Os resultados são sintetizados em três tabelas, uma para cada recorte
analítico. Nas duas primeiras, os dados são porcentagens que exprimem as
posições relativas de cada tipo de entidade em cada uma das medidas.12 As
porcentagens foram calculadas em relação aos resultados dos três tipos mais
centrais de entidades - organizações populares, ONGs e articuladoras -,
agrupadas na categoria "demais autores". A média desses três tipos serve,
assim, como parâmetro de comparação.13 Valores positivos indicam que, nessa
medida, a entidade em questão tem um resultado melhor do que a média das
entidades mais centrais. Valores negativos, pelo contrário, indicam resultados
inferiores aos apresentados pelas organizações civis centrais. Os valores não
possuem significado em si, mas permitem examinar as posições relativas das
entidades estudadas. A maior parte dos dados tem valores negativos, isto é, os
resultados apontam quão piores são os resultados desses atores. A lógica dessas
tabelas é simples, mas seu significado, numa primeira leitura, pode parecer
contra-intuitivo: valores negativos elevados são piores que valores negativos
baixos, pois indicam que uma entidade é mais periférica. Na terceira tabela
trata-se de um ranking simples, e os números exprimem apenas uma relação de
ordem para cada ator nas medidas calculadas. Como são seis os tipos de atores
analisados, o ranking de cada medida posiciona o respectivo ator entre um e
seis.
Na Tabela_1 nota-se que todas as entidades aqui consideradas apresentam, via de
regra, posições relativas inferiores às das organizações civis centrais em
termos de centralidade e, quase sempre, de coesão. Por isso a caracterização de
"atores periféricos", peculiarmente no caso das associações comunitárias, cujas
posições são as piores em quase todas as medidas contempladas. Na "periferia"
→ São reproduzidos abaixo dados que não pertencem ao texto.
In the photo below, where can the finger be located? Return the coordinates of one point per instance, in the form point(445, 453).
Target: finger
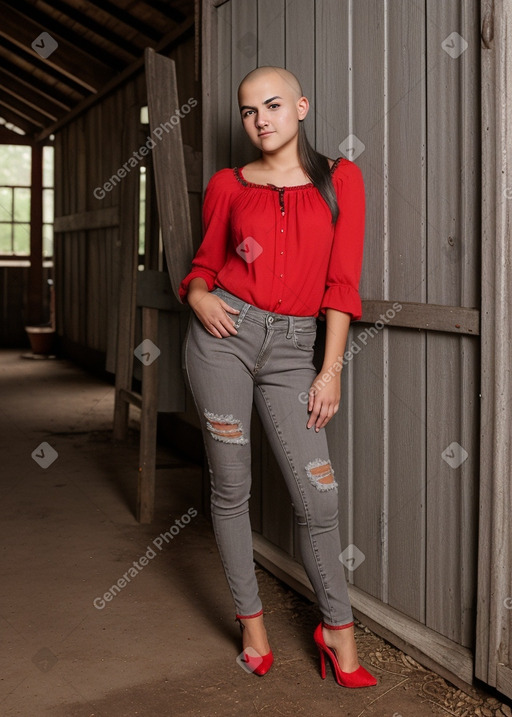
point(229, 308)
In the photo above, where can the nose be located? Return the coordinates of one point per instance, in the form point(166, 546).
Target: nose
point(261, 120)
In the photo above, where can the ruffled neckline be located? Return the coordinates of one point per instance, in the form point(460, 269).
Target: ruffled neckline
point(240, 178)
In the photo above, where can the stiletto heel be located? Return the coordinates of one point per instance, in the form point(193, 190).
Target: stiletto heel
point(357, 678)
point(322, 663)
point(256, 663)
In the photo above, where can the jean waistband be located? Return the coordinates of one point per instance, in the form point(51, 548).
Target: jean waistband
point(265, 318)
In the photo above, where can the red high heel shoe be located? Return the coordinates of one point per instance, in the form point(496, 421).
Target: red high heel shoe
point(256, 663)
point(357, 678)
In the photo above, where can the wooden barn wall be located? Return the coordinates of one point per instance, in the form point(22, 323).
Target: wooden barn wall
point(378, 70)
point(88, 151)
point(14, 282)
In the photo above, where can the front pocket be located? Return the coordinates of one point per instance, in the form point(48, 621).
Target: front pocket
point(304, 339)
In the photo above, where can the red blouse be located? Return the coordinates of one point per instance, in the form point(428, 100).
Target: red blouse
point(276, 247)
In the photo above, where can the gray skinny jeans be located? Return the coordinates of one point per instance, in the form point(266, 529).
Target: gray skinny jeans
point(269, 361)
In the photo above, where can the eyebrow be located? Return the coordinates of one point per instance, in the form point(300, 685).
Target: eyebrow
point(247, 107)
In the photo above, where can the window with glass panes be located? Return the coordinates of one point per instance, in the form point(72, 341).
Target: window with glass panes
point(15, 167)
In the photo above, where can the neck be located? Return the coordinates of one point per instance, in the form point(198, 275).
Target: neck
point(283, 159)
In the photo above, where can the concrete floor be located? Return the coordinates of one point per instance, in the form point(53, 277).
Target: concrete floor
point(166, 644)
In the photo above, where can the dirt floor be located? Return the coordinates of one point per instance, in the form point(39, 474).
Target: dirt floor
point(166, 643)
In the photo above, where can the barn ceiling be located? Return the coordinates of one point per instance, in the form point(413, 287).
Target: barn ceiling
point(56, 55)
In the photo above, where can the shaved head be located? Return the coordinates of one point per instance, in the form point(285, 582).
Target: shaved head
point(268, 72)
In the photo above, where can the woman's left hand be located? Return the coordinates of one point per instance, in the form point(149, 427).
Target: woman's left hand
point(324, 401)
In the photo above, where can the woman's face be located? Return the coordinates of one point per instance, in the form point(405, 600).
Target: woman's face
point(270, 110)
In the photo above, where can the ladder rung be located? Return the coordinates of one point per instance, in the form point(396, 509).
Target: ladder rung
point(131, 397)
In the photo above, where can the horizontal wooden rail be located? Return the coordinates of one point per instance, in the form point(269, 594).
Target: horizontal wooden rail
point(94, 219)
point(428, 317)
point(131, 397)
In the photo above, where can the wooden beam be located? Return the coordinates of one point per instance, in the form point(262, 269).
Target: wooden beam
point(126, 18)
point(131, 397)
point(35, 85)
point(430, 317)
point(435, 650)
point(15, 89)
point(8, 136)
point(35, 274)
point(64, 33)
point(148, 423)
point(22, 110)
point(67, 59)
point(13, 118)
point(97, 28)
point(82, 221)
point(170, 39)
point(21, 54)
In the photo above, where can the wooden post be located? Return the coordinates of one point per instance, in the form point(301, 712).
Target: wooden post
point(35, 281)
point(129, 238)
point(148, 423)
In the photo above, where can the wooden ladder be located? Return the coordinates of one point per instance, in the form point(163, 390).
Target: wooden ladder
point(156, 292)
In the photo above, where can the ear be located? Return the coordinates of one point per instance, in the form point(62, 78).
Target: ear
point(302, 107)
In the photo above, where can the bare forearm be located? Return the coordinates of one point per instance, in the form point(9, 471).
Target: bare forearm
point(336, 333)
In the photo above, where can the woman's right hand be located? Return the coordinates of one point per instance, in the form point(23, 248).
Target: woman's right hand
point(212, 312)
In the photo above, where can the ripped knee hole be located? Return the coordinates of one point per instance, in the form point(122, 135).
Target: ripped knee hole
point(225, 428)
point(321, 474)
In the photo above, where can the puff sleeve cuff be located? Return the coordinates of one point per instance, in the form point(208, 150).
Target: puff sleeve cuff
point(343, 298)
point(211, 255)
point(345, 263)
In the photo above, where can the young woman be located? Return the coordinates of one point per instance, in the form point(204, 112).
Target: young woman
point(283, 243)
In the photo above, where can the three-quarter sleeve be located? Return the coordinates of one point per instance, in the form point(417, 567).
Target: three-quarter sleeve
point(211, 255)
point(345, 263)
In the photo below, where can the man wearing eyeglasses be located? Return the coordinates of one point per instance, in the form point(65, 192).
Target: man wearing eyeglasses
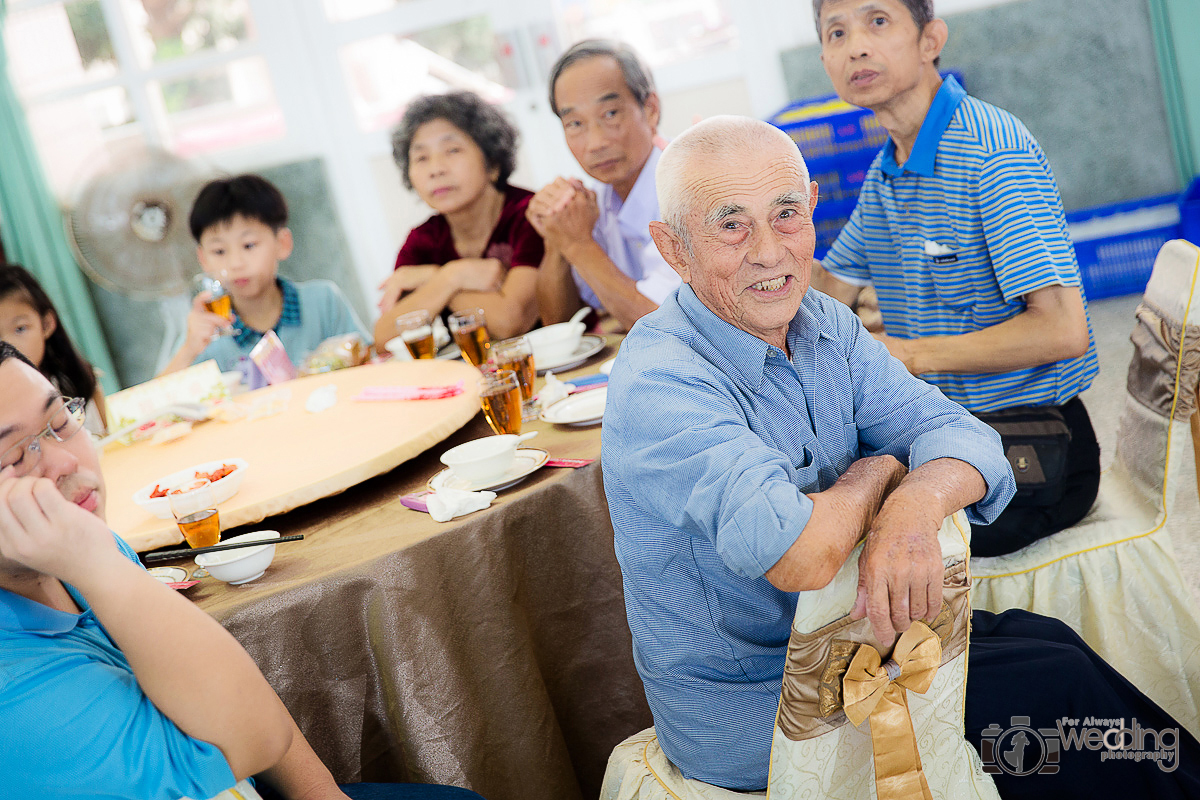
point(111, 683)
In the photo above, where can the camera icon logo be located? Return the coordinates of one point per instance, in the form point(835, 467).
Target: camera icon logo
point(1020, 750)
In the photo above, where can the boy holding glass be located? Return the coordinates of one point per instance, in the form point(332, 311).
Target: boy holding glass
point(240, 228)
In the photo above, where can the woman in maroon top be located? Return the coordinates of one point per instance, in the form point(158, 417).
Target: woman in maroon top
point(479, 251)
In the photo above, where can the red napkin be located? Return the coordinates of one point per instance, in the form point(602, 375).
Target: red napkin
point(371, 394)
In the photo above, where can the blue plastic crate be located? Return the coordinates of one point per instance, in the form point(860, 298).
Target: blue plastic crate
point(1189, 212)
point(1116, 245)
point(839, 142)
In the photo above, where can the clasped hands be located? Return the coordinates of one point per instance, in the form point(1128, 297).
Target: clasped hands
point(563, 212)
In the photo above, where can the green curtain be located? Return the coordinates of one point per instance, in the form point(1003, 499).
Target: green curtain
point(1176, 25)
point(34, 236)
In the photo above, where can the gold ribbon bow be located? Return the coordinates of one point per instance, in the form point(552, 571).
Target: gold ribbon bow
point(876, 690)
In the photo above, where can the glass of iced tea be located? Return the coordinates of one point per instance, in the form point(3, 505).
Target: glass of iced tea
point(499, 395)
point(469, 331)
point(415, 329)
point(196, 513)
point(516, 354)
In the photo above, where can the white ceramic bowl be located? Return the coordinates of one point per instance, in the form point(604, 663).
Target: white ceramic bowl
point(555, 343)
point(481, 458)
point(222, 489)
point(240, 565)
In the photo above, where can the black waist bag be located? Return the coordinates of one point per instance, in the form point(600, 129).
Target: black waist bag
point(1036, 440)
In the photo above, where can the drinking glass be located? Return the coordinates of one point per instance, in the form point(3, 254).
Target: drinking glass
point(499, 395)
point(415, 329)
point(220, 302)
point(516, 354)
point(469, 331)
point(196, 513)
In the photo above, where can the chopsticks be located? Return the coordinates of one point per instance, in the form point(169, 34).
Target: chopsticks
point(166, 555)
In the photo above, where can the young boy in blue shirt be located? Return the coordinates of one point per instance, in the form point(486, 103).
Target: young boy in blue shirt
point(240, 228)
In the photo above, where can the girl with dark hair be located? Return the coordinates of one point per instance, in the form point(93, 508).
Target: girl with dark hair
point(29, 323)
point(478, 251)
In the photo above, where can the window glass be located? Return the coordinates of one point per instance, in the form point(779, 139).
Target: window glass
point(79, 133)
point(341, 10)
point(58, 46)
point(459, 55)
point(225, 107)
point(171, 29)
point(663, 31)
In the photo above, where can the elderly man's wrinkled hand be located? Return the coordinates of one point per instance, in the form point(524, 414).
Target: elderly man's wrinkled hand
point(576, 220)
point(45, 531)
point(899, 572)
point(547, 202)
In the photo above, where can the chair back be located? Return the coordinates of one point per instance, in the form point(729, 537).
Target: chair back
point(833, 662)
point(1162, 384)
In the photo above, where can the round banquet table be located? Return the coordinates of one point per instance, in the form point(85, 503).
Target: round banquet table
point(295, 456)
point(490, 653)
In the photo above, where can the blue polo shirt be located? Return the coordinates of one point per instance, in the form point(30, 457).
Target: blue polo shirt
point(955, 238)
point(76, 722)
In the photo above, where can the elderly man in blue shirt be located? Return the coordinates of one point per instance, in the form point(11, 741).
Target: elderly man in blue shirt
point(755, 432)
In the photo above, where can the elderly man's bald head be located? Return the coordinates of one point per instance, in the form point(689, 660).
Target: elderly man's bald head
point(737, 208)
point(707, 145)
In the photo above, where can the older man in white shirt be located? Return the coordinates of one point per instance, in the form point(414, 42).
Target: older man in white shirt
point(599, 251)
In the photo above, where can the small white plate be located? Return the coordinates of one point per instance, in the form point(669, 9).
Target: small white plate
point(222, 489)
point(168, 573)
point(527, 462)
point(589, 344)
point(582, 408)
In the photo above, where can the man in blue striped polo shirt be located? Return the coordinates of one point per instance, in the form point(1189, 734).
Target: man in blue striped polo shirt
point(960, 228)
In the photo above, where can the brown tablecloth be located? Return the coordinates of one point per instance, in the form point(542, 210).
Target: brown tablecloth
point(490, 653)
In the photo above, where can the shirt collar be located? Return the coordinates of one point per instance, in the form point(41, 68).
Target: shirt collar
point(21, 614)
point(244, 335)
point(642, 203)
point(745, 352)
point(924, 150)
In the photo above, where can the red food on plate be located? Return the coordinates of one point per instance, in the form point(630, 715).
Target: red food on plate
point(217, 474)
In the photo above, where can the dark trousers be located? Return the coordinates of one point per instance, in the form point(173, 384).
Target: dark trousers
point(1026, 675)
point(1023, 522)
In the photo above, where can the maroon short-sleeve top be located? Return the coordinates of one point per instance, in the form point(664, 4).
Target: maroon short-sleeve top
point(514, 241)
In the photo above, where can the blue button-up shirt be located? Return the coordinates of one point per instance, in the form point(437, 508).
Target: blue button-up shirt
point(711, 440)
point(958, 235)
point(76, 722)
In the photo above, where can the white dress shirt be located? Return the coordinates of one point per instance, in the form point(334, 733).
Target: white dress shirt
point(623, 232)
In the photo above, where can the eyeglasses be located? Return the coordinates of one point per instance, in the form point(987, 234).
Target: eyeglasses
point(63, 422)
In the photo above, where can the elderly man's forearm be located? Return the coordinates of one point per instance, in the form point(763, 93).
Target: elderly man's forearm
point(1051, 330)
point(840, 517)
point(936, 489)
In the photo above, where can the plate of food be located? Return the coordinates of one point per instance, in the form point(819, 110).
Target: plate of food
point(223, 475)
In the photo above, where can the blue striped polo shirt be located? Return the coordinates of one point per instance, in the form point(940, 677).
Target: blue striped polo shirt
point(955, 238)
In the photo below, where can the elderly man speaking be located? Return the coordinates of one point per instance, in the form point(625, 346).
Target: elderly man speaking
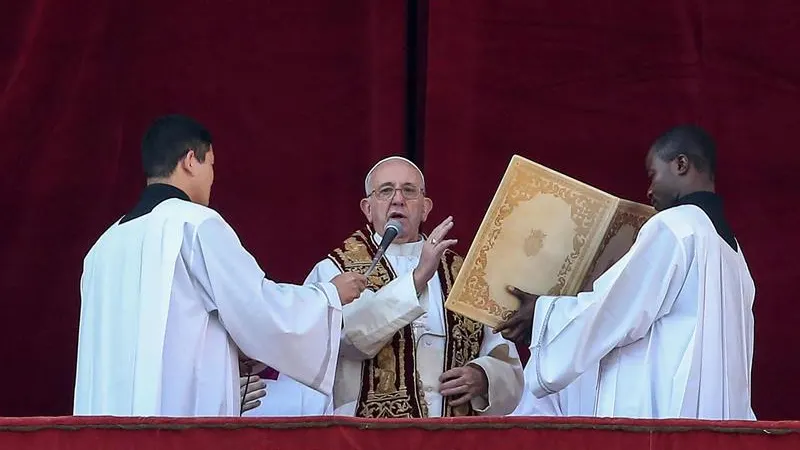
point(402, 353)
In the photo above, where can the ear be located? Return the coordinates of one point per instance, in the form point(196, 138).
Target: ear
point(681, 165)
point(366, 208)
point(188, 162)
point(427, 206)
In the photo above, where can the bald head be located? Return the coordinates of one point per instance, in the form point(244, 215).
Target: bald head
point(693, 142)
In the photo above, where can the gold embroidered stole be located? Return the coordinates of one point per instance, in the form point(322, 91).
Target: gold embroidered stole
point(390, 383)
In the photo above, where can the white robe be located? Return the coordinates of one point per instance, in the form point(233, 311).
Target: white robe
point(372, 320)
point(168, 301)
point(670, 324)
point(578, 399)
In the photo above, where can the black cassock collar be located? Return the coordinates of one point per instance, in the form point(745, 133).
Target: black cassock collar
point(711, 204)
point(151, 197)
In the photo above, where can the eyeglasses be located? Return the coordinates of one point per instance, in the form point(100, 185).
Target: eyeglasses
point(386, 193)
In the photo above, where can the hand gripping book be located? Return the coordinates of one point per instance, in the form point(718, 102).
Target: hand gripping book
point(545, 233)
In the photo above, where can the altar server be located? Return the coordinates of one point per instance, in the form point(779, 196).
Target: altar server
point(671, 323)
point(170, 300)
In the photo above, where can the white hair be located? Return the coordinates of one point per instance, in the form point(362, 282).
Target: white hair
point(368, 178)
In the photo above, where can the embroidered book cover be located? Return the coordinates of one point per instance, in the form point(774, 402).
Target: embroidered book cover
point(545, 233)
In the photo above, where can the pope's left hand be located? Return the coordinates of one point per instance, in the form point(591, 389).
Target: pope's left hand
point(464, 383)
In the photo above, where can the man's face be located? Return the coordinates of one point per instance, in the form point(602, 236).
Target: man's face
point(664, 188)
point(393, 182)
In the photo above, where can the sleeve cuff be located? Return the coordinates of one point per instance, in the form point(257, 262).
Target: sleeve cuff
point(541, 316)
point(332, 294)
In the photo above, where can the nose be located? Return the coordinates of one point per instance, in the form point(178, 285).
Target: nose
point(397, 197)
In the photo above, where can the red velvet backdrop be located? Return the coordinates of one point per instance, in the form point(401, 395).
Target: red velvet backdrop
point(584, 87)
point(302, 96)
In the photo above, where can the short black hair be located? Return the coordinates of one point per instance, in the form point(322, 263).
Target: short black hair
point(692, 141)
point(168, 139)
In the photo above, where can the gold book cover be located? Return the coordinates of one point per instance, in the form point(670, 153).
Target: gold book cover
point(545, 233)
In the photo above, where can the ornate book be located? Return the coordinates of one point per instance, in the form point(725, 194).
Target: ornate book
point(545, 233)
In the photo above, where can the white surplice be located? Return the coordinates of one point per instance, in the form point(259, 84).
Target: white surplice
point(670, 324)
point(371, 321)
point(169, 299)
point(578, 399)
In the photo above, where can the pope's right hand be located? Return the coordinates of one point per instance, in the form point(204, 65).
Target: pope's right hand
point(350, 286)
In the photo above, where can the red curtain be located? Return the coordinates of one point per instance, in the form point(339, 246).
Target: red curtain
point(584, 87)
point(333, 434)
point(303, 96)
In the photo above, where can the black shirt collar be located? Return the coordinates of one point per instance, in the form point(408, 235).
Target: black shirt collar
point(152, 195)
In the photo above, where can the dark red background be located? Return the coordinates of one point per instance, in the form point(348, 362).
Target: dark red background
point(303, 96)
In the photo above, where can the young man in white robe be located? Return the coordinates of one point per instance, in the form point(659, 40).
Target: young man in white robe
point(671, 323)
point(171, 301)
point(402, 353)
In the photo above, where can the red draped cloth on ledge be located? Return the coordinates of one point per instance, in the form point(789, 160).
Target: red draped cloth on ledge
point(73, 433)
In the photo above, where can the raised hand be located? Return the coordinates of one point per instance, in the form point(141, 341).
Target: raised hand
point(432, 251)
point(350, 285)
point(518, 327)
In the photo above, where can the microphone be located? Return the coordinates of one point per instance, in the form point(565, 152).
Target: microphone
point(392, 229)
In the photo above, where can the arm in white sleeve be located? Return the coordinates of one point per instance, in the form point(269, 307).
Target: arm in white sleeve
point(500, 362)
point(571, 334)
point(294, 329)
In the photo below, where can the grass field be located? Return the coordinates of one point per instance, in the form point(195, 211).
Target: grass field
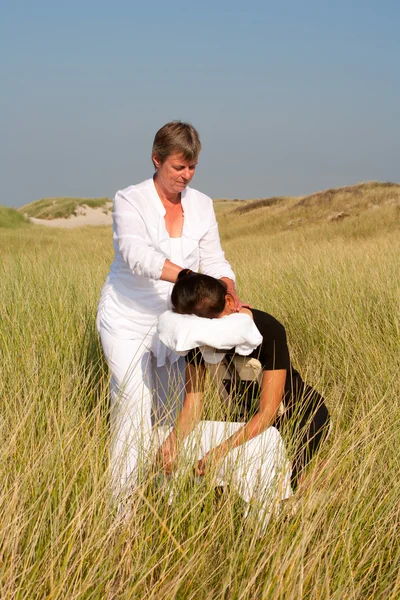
point(335, 286)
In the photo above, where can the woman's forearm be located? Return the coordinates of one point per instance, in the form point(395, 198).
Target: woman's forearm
point(272, 390)
point(189, 415)
point(170, 271)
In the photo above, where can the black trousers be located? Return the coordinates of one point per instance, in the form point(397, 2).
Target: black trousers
point(306, 419)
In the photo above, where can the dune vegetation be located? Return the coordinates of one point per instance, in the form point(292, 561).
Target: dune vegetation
point(334, 283)
point(10, 218)
point(62, 208)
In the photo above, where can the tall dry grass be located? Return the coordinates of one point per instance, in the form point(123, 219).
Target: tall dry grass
point(335, 287)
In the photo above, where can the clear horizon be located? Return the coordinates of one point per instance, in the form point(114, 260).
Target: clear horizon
point(288, 99)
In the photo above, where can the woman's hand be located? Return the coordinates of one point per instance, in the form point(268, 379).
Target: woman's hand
point(238, 304)
point(210, 460)
point(167, 454)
do campo societário estão localizadas não apenas as associações comunitárias,
mas também as associações de bairro devido à sua relativa irrelevância para os
outros atores - conforme mostrado na Tabela_3. Ambos os tipos de entidades
mostram-se fortemente dependentes dos vínculos estabelecidos com atores mais
centrais. Em um segundo plano há entidades com posições intermediárias: os
fóruns e as entidades assistenciais, que também possuem baixa centralidade, mas
se destacam por serem procuradas e, conforme será visto, por atuarem como
atores-ponte.
O segundo recorte analítico foca as relações internas entre as organizações
civis de cada tipo. A Tabela_2 apresenta os dados referentes ao modo como os
diversos atores estabelecem relações de centralidade, intermediação,
dependência etc., em suas redes internas; quer dizer, as medidas foram
calculadas para sub-redes definidas por tipo de organização civil, retirando-se
as conexões com os outros tipos de entidade. De maneira geral, os resultados
indicam que os tipos de organizações com redes internas menos densas e mais
fragmentadas coincidem com aquelas que tendem a ocupar posições periféricas na
rede como um todo. Esse resultado parece apontar para uma estreita relação
entre os modos de organização interna dos diferentes tipos de entidades -
padrões de relação, grau de coesão e hierarquização interna - e os papéis por
eles desempenhados no universo das organizações civis. No caso das entidades
periféricas, cabe destacar a assimetria nas relações internas às redes das
associações comunitárias, bem como a eficiência no contato entre elas (muitos
caminhos curtos disponíveis); no caso dos atores-ponte, cabe assinalar a grande
influência exercida por algumas entidades assistenciais em suas redes internas.
O terceiro recorte ilumina os vínculos preferenciais das organizações civis ao
atentar para as relações estabelecidas não entre as entidades na rede como um
todo, nem nas redes internas, mas entre tipos diferentes de organizações. A
Tabela_3 sumariza a lógica dos vínculos preferenciais na forma de um ranking
simples, apresentando, em primeiro lugar, o número de vínculos novos que
surgiram nas redes para cada combinação em pares por tipos de organizações
civis - sem considerar os vínculos que existiam previamente nas redes
internas14 -; em segundo lugar, o incremento na capacidade de intermediação
oriunda das relações entre dois tipos de entidades, ou seja, os ganhos de
intermediação - também excluindo as possibilidades de intermediação próprias à
rede interna de cada tipo de organização civil; e, em terceiro lugar, o
aproveitamento real dos vínculos que potencialmente poderiam existir entre dois
tipos de organizações civis (integração).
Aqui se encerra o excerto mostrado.